More Than a Makeover
Park Science Center is renovated, expanded, and reimagined.
Work has begun on a major project to reimagine Park Science Center. The two-phase renovation includes a 10,000-square-foot addition and is designed to reinvigorate Park as a collaborative learning center with technology-rich classrooms and labs.
Phase I, budgeted at $21 million and slated to end in fall 2018, includes:
- A new modern physics lab with all-new equipment and small “roomettes” for controlled experiments
- A fully renovated electronics lab
- A two-story learning commons, including new technology for faculty/student collaboration
- An enhanced public space called The Science Crossroads that will feature state-of-the-art technology and video for science on display and also enhance circulation within the building
- Nine student study and seminar rooms equipped with technology, blackboards, and whiteboards
- Upgrades to seven classrooms and lecture halls
- A new computer science teaching laboratory
Have You Heard of These Bryn Mawr Trailblazers in Science?
Nettie Maria Stevens, Ph.D. 1903 (1861–1912) discovered the XY chromosome system. A late-in-life scientist, she earned her Ph.D. at the age of 42.
Florence Bascom (1862–1945) created Bryn Mawr’s geology department. American Men of Science voted her one of the top 100 geologists in 1906.
Emily Noether (1882–1935) developed work that led to a body of principles unifying algebra, geometry, linear algebra, topology, and logic.
Hilda Geringer (1893–1973) taught at Bryn Mawr in the early 1940s and is known for her pioneering work on the mathematical basis of Mendelian genetics.
Katharine Burr Blodgett, Class of 1917 (1898–1979), was Cambridge’s first woman physics Ph.D. recipient and a G.E. researcher on monomolecular coatings for eyeglasses, lenses, aircraft deicing, etc.
Lilli Schwenk Hornig ’42 (1921–2017), one of the only women scientists at Los Alamos, worked on plutonium chemistry and high-explosive lenses.
Katharine Blodgett Gebbie ’54 (1932–2016) founded the National Institute of Standards and Technology's Physical Measurement Lab, where she mentored four Nobel physicists.
Candace Beebe Pert ’70 (1946–2013), a neuroscientist and pharmacologist, discovered the opiate receptor that binds endorphins in the brain.
Who was Marion Edwards Park?
Park became Bryn Mawr’s third president after having served as dean at both Simmons College and Radcliffe College. During her presidency, she led efforts to enrich the College’s curriculum, particularly in the areas of the fine arts, history of architecture and arts, and archeology. She also initiated Bryn Mawr’s cooperative programs with Haverford, Swarthmore, and the University of Pennsylvania.

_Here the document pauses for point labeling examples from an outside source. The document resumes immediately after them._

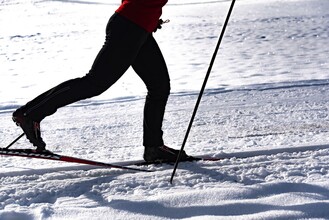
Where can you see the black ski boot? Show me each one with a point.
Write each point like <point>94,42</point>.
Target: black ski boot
<point>31,129</point>
<point>164,154</point>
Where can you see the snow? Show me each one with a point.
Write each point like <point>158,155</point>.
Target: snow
<point>265,111</point>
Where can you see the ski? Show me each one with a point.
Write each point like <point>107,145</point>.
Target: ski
<point>29,153</point>
<point>190,159</point>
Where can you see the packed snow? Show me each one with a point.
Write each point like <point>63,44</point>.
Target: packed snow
<point>265,112</point>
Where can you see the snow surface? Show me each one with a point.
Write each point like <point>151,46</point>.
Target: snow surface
<point>265,111</point>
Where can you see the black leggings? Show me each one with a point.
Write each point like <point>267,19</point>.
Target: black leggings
<point>126,45</point>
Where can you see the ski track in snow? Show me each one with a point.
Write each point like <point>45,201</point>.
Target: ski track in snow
<point>265,111</point>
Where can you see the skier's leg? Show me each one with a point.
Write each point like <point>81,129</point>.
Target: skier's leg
<point>123,41</point>
<point>151,67</point>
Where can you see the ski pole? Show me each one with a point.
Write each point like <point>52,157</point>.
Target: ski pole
<point>202,90</point>
<point>14,141</point>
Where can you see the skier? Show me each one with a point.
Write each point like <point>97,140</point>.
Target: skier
<point>128,42</point>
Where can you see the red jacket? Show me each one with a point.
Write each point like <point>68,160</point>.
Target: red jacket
<point>145,13</point>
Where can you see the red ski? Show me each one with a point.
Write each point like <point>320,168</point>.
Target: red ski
<point>29,153</point>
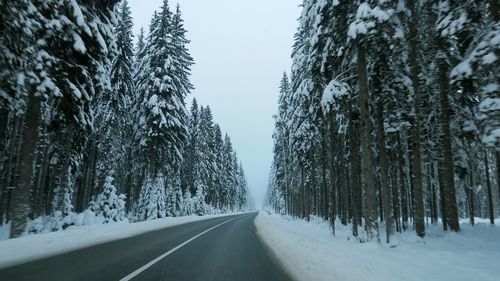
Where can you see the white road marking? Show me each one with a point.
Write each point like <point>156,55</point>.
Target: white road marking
<point>149,264</point>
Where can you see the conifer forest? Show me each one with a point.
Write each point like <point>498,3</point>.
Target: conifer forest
<point>94,124</point>
<point>305,140</point>
<point>390,116</point>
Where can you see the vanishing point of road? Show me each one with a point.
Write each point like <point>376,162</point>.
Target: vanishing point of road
<point>217,249</point>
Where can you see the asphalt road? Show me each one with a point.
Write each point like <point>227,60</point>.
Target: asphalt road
<point>216,249</point>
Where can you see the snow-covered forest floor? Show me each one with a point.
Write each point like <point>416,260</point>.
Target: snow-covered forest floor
<point>308,251</point>
<point>32,247</point>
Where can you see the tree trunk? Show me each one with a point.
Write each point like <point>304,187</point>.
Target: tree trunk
<point>488,186</point>
<point>497,153</point>
<point>366,142</point>
<point>384,173</point>
<point>446,148</point>
<point>416,162</point>
<point>20,195</point>
<point>404,189</point>
<point>494,10</point>
<point>355,173</point>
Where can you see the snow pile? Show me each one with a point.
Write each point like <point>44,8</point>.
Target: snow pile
<point>33,247</point>
<point>308,251</point>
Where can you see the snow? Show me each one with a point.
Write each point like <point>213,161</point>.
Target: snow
<point>79,45</point>
<point>33,247</point>
<point>334,90</point>
<point>309,251</point>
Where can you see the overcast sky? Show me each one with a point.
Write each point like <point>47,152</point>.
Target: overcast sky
<point>241,49</point>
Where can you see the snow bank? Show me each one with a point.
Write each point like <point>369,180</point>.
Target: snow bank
<point>33,247</point>
<point>308,251</point>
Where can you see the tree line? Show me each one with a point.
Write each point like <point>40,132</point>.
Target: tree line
<point>390,116</point>
<point>92,124</point>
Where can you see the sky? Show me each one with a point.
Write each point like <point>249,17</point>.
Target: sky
<point>241,49</point>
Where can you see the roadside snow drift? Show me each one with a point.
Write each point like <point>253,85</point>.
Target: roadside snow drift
<point>37,246</point>
<point>309,251</point>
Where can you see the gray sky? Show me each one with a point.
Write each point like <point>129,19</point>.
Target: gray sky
<point>241,49</point>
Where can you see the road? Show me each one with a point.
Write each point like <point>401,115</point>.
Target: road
<point>215,249</point>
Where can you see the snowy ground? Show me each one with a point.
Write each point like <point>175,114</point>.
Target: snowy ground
<point>308,251</point>
<point>32,247</point>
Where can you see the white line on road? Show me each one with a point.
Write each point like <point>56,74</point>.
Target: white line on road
<point>149,264</point>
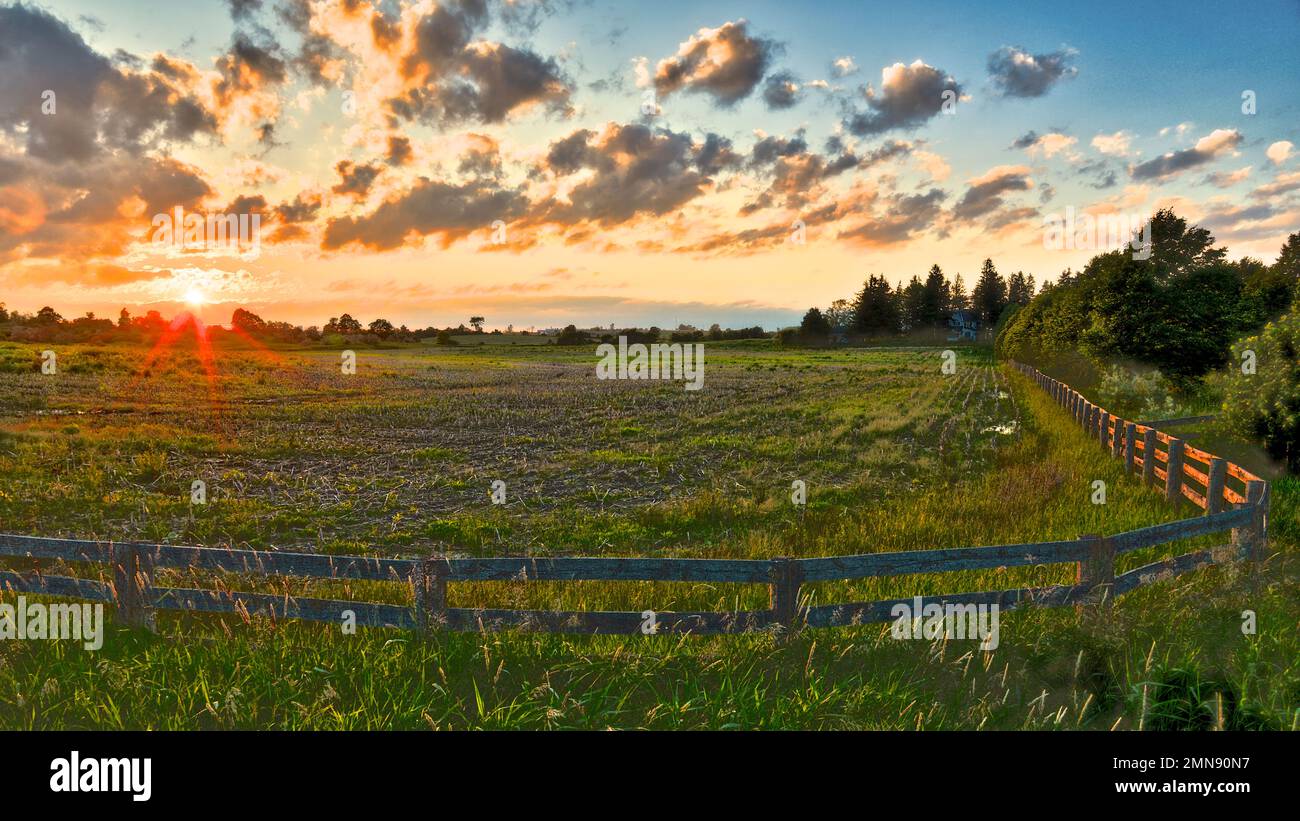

The Great Depression, rise of fascism, and beginning of World War II created many challenges, but Park provided steady, optimistic leadership throughout, notably joining with other U.S. institutions to employ refugee scholars from European universities.
A scholar in the fields of Classics and English, Park earned her A.B. (1898), M.A. (1899), and Ph.D. (1918) from Bryn Mawr. As a student, she received the College’s European Fellowship and used it to attend the American School of Classical Studies in Athens, Greece.
Learn More About the Project
STEM at Bryn Mawr
- Bryn Mawr College awards approximately three times the national average for degrees awarded to women in STEM.
- In 2013, Bryn Mawr became the first women’s institution to work with the Posse Foundation to recruit a STEM Posse.
- From 2013–2015, 11 percent of Bryn Mawr students majored in math, 14.6 times the national average for women.
- Math and Biology are the top majors declared by current juniors and seniors.
- The natural sciences comprise 33 percent of all majors declared by current juniors and seniors.
- Bryn Mawr's postbaccalaureate premedical program is one of the nation’s oldest with a consistent medical school acceptance rate of more than 98 percent.